Head of the UN advance observer team to Syria denied that his team came under fire in one of the hotspot suburbs of Syria's capital Damascus on Wednesday.
U.N. observers leave the Sheraton Hotel in Damascus, Syria, on April 18, 2012. The seven-man team, according to International envoy Kofi Annan's spokesman, arrived in Damascus late Sunday to monitor Syria's 4-day-old cease-fire. [Xinhua]
Speaking to reporters after finishing a tour in the Damascus suburb of Arbeen, Moroccan Col. Ahmed Himmiche said that his team didn't come under fire there, but he refused to confirm whether there was any gunshot at all.
A pro-government news website said gunmen threw a grenade at law-enforcement forces in Arbeen during the tour of UN observers, injuring a brigadier general.
However, the opposition Local Coordination Committees said Syrian troops fired at demonstrators in Arbeen when the UN observers were in the area.
Meanwhile, Himmiche reiterated that his mission is to establish liaison with the Syrian authorities and other parties.
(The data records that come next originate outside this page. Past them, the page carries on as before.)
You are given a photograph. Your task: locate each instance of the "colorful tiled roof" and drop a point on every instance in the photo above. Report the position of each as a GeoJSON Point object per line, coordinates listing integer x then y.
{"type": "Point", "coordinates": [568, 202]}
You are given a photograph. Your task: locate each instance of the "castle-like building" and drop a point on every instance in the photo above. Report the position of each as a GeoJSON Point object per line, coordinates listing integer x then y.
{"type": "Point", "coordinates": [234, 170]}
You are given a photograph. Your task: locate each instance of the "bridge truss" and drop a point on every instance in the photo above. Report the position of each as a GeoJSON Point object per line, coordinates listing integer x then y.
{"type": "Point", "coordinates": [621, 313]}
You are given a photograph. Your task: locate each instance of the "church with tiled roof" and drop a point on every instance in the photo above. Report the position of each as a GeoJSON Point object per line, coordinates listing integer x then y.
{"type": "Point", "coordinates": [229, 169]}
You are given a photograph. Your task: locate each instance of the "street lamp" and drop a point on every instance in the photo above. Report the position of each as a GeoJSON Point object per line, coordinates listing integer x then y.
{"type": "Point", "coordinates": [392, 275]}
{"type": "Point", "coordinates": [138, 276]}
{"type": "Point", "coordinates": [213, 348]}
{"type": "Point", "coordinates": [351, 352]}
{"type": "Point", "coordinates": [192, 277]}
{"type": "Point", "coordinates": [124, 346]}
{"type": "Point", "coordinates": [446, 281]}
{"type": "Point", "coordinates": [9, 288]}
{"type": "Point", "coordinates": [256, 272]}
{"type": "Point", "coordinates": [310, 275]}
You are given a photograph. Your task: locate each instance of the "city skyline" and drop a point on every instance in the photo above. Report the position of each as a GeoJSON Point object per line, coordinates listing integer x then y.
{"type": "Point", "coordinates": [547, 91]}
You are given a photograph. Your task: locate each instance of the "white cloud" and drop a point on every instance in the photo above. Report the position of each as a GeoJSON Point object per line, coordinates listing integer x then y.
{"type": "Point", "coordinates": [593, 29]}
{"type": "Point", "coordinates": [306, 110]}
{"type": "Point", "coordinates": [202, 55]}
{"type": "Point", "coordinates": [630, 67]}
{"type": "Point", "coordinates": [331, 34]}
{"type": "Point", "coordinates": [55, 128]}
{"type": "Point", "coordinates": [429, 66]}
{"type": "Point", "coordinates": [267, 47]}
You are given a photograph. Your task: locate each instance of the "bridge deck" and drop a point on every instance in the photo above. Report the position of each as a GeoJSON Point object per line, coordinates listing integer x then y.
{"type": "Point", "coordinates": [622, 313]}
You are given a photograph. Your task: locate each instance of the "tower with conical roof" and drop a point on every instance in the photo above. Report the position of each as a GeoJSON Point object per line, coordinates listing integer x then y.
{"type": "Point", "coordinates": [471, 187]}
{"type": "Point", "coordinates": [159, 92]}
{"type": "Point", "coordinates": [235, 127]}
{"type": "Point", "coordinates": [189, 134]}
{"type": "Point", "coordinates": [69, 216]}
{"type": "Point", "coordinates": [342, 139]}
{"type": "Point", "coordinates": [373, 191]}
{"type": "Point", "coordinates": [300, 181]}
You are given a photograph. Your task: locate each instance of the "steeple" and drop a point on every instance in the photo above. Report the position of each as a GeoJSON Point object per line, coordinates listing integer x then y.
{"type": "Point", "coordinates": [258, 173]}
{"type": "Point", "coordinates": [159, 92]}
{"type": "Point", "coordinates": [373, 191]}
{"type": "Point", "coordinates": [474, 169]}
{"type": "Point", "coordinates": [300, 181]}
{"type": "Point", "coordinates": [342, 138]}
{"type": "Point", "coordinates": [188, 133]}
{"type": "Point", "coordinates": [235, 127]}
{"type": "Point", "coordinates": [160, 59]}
"We are going to do our best to accomplish our mission and our task," he said, adding that "in order to establish this liaison, we need time and trust... we need to build confidence with all the parties in order to achieve our task."
On Tuesday, the UN team visited Syria's southern province of Daraa, which is the birthplace of the domestic unrest in Syria.
Earlier in the day, Himmiche said the number of observers is now seven and would reach 30 within a couple of days. He said that his mission is "technical," and that their work is moving on " normally so far."
The advance team of UN observers arrived in Damascus on Sunday night to monitor the implementation of a cease-fire which was brokered by the UN-Arab League joint special envoy Kofi Annan and went into effect last Thursday.
Their arrival came a day after the UN Security Council unanimously approved the observer mission. The advance team will be followed by other batches of observers and the total number of monitors may eventually reach 250.